Issue with making changes t...

Issue with making changes to data

Apr 11 at 12:15pm BST

Affected services

Breww core platform (inc. mobile app)

Resolved
Apr 11 at 12:15pm BST

We're really sorry, but we had a problem with allowing you to make changes to your data. Breww was fully usable in a "view-only" capacity, but most data "writes" were failing. The issue started around midnight and lasted until just before 7:30am (UK time).

The issue was caused by one of our security mechanisms (known as CSRF) erroneously rejecting user's requests to apply changes to their data. When you send data update requests to Breww, we verify that they come from a trusted source. This check thought the requests were not to be trusted, even though they were, in fact, from trusted sources.

We have extensive monitoring of our systems in place to ensure that we know about any issues with our platform. This monitoring will wake our team up in the middle of the night if needed. Unfortunately, our monitoring didn't detect this issue, so it didn't wake us up to fix it. This is why the problem took so long to be fixed. Once our team was aware of the problem, it was resolved within 10 minutes.

Why did it occur in the first place?

Ironically, we had deployed a change intended to improve reliability, which we deliberately made during the period of the day when Breww is at its quietest - which is late evening for our UK-based team. The change was well tested in our non-production environments, but due to some differing characteristics of our production environment, related to how the web application firewall (WAF) and reverse proxies work together, an HTTP header was being dropped that wasn't dropped in the other environments. This caused the CSRF checks to reject the requests to change data.

Due to the nature of the update, we also had it planned for Breww's quietest period to reduce the impact of any expected problems. This was unfortunate in this case as the change appeared to have worked perfectly, so our team went to bed unaware of these problems. We hadn't in any way anticipated that it would cause the problems that it did in the way it did, so after the change seemed to go live successfully, and because we didn't encounter any problems during the testing in our non-production environment, we were happy that all was well.

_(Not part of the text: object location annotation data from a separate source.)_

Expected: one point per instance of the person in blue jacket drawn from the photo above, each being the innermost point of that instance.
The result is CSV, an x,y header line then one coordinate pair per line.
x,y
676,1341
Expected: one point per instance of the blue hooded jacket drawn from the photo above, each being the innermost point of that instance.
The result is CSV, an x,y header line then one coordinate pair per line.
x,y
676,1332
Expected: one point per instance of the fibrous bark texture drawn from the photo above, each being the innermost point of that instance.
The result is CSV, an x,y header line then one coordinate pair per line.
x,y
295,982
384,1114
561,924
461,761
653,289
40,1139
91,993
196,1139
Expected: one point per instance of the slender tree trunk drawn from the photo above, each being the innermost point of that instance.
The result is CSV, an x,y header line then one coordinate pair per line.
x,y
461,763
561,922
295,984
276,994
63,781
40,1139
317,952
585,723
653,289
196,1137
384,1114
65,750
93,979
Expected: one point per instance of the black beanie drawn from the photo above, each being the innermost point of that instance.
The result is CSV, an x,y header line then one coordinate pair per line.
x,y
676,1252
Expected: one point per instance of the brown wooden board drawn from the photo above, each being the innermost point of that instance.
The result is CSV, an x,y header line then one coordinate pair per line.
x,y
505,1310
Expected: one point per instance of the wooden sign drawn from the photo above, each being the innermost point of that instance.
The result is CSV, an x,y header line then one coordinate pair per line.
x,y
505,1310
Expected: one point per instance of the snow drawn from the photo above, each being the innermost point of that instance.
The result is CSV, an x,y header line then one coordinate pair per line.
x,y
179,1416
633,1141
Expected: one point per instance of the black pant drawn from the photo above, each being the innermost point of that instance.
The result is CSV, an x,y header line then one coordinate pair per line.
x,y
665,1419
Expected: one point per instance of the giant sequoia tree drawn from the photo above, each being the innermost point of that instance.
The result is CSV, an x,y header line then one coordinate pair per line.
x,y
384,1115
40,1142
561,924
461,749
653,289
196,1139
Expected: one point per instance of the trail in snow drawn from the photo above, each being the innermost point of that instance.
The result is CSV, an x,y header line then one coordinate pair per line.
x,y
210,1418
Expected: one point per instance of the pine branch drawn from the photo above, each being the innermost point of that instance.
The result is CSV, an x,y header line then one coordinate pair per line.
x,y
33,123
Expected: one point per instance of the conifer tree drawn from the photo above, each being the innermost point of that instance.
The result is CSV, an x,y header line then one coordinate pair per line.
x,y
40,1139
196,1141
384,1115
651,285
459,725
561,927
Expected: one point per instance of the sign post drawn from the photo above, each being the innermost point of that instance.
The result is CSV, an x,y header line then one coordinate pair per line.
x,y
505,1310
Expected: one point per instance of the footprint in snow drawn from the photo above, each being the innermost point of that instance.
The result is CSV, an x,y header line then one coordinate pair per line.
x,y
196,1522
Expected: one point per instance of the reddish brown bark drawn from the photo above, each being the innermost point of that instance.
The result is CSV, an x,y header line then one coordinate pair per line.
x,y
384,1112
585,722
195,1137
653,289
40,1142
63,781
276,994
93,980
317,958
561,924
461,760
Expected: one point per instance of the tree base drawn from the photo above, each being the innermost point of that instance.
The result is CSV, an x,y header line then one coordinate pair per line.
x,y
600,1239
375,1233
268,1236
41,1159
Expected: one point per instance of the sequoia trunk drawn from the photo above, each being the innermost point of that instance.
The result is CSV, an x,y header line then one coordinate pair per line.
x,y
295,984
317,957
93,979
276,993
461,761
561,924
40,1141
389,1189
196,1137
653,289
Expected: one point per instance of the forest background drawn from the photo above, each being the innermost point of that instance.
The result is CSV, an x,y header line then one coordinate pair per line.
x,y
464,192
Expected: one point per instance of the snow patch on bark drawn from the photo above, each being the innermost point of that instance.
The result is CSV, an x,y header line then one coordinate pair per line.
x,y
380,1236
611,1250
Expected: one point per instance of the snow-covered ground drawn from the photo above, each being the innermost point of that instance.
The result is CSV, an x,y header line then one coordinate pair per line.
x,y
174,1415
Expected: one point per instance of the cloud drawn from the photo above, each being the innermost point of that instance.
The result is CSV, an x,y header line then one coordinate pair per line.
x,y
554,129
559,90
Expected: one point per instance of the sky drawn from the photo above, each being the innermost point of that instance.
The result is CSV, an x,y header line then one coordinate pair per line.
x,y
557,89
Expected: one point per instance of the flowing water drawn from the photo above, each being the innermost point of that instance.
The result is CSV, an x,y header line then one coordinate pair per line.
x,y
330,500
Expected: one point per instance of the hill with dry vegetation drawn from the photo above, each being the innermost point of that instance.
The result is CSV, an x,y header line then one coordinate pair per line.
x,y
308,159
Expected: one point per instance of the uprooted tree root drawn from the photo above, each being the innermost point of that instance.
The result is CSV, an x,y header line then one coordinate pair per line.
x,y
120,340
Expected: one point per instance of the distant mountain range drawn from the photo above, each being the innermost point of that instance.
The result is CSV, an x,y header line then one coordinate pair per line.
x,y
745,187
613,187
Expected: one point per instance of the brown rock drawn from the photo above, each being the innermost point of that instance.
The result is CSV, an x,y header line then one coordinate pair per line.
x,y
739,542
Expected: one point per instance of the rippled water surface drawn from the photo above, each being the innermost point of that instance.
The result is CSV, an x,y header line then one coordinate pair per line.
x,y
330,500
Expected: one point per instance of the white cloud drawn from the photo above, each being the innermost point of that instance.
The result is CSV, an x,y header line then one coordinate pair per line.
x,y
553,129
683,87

As we have customers all around the world, but we're based in the UK, our out-of-hours, isn't out-of-hours for everyone.

Going forward

This became such a significant problem as we were not alerted to the problem by our monitoring. This is arguably the biggest failing here. We'll be introducing new monitoring metrics to detect issues like this in the future and ensure the team is notified (and woken up if required). We're going to start monitoring application response codes for elevated levels/spikes, and ensure this triggers the same processes as so many other already-monitored metrics do.

We're sorry

We hold our hands up. We let you down today. We know that Breww is vital to your business and that issues like this are not acceptable. We've already learnt from it and will have processes/monitoring improved very soon.

We appreciate all the kind messages and thank you for being so understanding that problems do happen despite our best efforts. This will only make Breww stronger and more resilient going forward.